Michel brought the discussion back to the legal text itself, emphasizing that the simple meaning of “extension” has both a temporal and a continuous connotation. Roberts examined this argument and asked why – following Kavanaugh’s earlier investigation – “extension” may not be read in an admissible manner in order to allow the EPA to make a hardship decision.

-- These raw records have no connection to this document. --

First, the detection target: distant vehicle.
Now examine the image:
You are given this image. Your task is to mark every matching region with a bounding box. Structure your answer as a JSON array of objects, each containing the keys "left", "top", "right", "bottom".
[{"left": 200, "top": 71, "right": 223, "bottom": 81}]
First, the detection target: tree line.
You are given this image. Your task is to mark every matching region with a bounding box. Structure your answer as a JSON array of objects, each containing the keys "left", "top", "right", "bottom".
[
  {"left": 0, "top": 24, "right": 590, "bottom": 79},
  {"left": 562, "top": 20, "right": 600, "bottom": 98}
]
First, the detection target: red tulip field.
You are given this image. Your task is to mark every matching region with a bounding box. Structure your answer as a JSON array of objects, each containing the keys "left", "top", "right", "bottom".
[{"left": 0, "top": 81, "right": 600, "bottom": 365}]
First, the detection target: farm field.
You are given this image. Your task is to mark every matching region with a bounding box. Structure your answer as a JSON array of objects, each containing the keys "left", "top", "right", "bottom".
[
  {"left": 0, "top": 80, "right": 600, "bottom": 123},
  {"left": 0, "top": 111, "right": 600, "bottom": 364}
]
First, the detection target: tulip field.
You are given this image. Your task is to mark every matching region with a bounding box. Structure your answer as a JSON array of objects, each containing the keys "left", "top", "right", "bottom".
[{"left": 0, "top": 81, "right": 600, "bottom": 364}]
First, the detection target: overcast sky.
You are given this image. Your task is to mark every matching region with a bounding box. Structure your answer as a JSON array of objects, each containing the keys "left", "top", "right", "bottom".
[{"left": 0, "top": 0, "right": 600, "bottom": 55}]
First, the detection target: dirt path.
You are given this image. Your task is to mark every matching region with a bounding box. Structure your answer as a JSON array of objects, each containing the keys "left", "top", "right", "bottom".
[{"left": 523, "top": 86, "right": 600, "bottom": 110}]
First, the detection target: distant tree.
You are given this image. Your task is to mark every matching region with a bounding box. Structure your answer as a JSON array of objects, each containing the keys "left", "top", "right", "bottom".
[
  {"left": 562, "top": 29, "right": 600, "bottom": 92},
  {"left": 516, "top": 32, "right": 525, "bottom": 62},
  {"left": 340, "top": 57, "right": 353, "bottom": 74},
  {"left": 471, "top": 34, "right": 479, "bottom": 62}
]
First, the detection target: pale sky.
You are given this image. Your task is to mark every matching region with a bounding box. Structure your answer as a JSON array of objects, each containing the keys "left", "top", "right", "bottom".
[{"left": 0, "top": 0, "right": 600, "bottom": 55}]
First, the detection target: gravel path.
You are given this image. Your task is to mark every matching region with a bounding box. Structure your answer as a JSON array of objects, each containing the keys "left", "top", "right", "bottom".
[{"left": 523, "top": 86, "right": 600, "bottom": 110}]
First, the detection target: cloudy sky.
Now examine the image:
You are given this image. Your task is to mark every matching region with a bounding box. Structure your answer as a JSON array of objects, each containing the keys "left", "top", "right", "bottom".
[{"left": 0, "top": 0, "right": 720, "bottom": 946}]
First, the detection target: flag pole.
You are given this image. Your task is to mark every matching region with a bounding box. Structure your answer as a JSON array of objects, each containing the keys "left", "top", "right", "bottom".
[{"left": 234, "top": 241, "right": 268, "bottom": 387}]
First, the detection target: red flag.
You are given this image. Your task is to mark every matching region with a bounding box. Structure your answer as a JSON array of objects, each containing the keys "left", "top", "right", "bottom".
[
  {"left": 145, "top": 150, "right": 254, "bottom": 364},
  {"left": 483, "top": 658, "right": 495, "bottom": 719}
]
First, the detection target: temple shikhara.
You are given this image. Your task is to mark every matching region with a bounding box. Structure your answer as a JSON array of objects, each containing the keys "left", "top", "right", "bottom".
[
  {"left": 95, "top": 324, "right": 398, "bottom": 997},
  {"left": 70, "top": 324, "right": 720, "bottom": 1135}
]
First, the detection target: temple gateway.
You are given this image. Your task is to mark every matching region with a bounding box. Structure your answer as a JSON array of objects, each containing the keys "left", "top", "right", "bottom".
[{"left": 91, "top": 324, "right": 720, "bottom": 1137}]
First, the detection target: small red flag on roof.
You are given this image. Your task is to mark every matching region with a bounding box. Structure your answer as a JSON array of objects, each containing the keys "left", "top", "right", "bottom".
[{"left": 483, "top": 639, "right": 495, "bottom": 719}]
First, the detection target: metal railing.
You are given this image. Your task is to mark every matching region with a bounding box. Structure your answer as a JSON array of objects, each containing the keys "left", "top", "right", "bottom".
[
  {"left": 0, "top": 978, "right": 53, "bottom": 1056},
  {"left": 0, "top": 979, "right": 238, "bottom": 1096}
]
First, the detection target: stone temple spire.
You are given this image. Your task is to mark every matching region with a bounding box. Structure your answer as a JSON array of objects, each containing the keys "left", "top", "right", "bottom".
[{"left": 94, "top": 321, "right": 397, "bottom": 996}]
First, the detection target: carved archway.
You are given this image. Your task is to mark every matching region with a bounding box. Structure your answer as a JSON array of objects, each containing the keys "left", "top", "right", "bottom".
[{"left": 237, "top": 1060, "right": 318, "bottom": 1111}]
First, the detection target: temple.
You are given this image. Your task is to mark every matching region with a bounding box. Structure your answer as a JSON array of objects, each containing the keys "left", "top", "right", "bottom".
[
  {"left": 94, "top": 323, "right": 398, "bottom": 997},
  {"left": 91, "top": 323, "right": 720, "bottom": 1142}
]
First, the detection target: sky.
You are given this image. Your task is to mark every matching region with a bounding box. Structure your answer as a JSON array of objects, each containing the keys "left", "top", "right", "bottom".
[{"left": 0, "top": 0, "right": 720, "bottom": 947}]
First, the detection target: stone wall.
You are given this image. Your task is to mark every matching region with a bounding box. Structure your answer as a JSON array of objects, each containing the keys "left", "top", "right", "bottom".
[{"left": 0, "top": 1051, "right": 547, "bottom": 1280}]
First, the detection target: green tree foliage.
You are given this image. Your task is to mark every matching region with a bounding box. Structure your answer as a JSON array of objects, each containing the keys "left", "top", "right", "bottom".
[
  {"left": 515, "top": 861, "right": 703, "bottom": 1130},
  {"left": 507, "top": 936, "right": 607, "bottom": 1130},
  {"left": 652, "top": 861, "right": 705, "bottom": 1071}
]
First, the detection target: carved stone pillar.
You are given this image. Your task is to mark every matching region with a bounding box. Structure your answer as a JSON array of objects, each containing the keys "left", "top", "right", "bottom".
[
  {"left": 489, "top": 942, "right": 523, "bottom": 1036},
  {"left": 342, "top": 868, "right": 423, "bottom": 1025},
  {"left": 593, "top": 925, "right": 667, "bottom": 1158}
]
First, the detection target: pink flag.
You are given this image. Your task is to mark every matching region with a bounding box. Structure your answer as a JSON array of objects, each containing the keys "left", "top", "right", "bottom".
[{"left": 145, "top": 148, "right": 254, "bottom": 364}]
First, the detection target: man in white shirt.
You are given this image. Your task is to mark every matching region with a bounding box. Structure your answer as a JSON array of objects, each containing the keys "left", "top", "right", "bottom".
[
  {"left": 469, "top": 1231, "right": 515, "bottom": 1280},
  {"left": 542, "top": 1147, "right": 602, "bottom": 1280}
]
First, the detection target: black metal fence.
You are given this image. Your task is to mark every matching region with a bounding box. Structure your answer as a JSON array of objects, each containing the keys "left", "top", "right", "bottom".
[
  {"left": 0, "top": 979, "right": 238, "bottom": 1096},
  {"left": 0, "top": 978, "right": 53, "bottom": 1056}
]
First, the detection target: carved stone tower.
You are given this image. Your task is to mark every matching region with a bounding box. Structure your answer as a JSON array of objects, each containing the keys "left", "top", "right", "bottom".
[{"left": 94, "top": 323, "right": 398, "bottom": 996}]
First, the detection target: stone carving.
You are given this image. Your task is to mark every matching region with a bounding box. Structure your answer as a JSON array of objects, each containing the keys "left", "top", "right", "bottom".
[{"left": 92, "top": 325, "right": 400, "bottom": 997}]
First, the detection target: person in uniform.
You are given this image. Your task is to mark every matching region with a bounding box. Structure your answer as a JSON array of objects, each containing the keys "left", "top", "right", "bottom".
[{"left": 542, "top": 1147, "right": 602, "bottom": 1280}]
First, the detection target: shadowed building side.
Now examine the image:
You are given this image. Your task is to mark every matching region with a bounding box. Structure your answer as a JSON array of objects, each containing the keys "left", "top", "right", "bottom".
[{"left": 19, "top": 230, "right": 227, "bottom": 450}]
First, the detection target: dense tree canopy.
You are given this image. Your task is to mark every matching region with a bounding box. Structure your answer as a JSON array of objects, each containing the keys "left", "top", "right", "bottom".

Michel responded that the structure of the Statute suggests that the thing that is being expanded is the temporary exemption from the Statute – which supports both a continuity meaning and the conclusion that Congress intends to increase compliance over time.

However, Breyer and Alito asked about the compliance approach of the Renewable Fuel Standard program, which Breyer described as the introduction of a classic marketable pollution right that is traded through a market mechanism. Given that the value of this right would fluctuate from year to year, Alito wondered why Congress would find it useful to require the continuity of exemptions. Michel replied that the law ultimately “aims to change the fuel supply”; If continuity is required to extend the exemption, the program will be fully complied with over time.

Kavanaugh and Justice Amy Coney Barrett examined the practical implications of the associations’ interpretation and examined whether Congress really intended small refiners to cease business if they could not adhere to the program. Kagan’s dialogue with Michel seemed to try to determine that the real risk of widespread closure was small.

The practical implications were also in focus when attorney Matthew Morrison stepped onto the virtual podium on behalf of the renewable fuel associations interviewed. Thomas inquired, “just to satisfy my curiosity,” about the interest that Morrison’s customers have in the refineries that are not being renewed. Morrison stated that nearly 4 billion gallons of ethanol had been lost to small refineries in the past few years. Next, Breyer returned to his question of marketable rights, wondering why the possibility of fluctuating conditions each year wouldn’t indicate a discontinuous exception. He asked for something else and even said, “I’ll look at the legislative history if you have any.” Morrison’s response pointed to a Senate report and other links and experiences with the program, including the fact that compliance costs are recoverable on sales.

In his counter-argument, Keisler denied the factual claim that refineries could pass on their compliance costs through prices before underlining the argument that the EPA should have the opportunity to make factual findings. That is, “Enlargement” should be read permissibly to give refiners a chance to show the Agency trouble.

The outcome of the case will most likely depend on the judges’ views, which is most important for legal interpretation. Referring to the safety valve / funnel debate, Kagan summed up the two competing views of the parties for the purpose of Congress and asked, “How do we vote?” By the end of the argument on Tuesday, the judges had not given a clear answer to Kagan’s question . You have two months before the end of the semester to try and find one.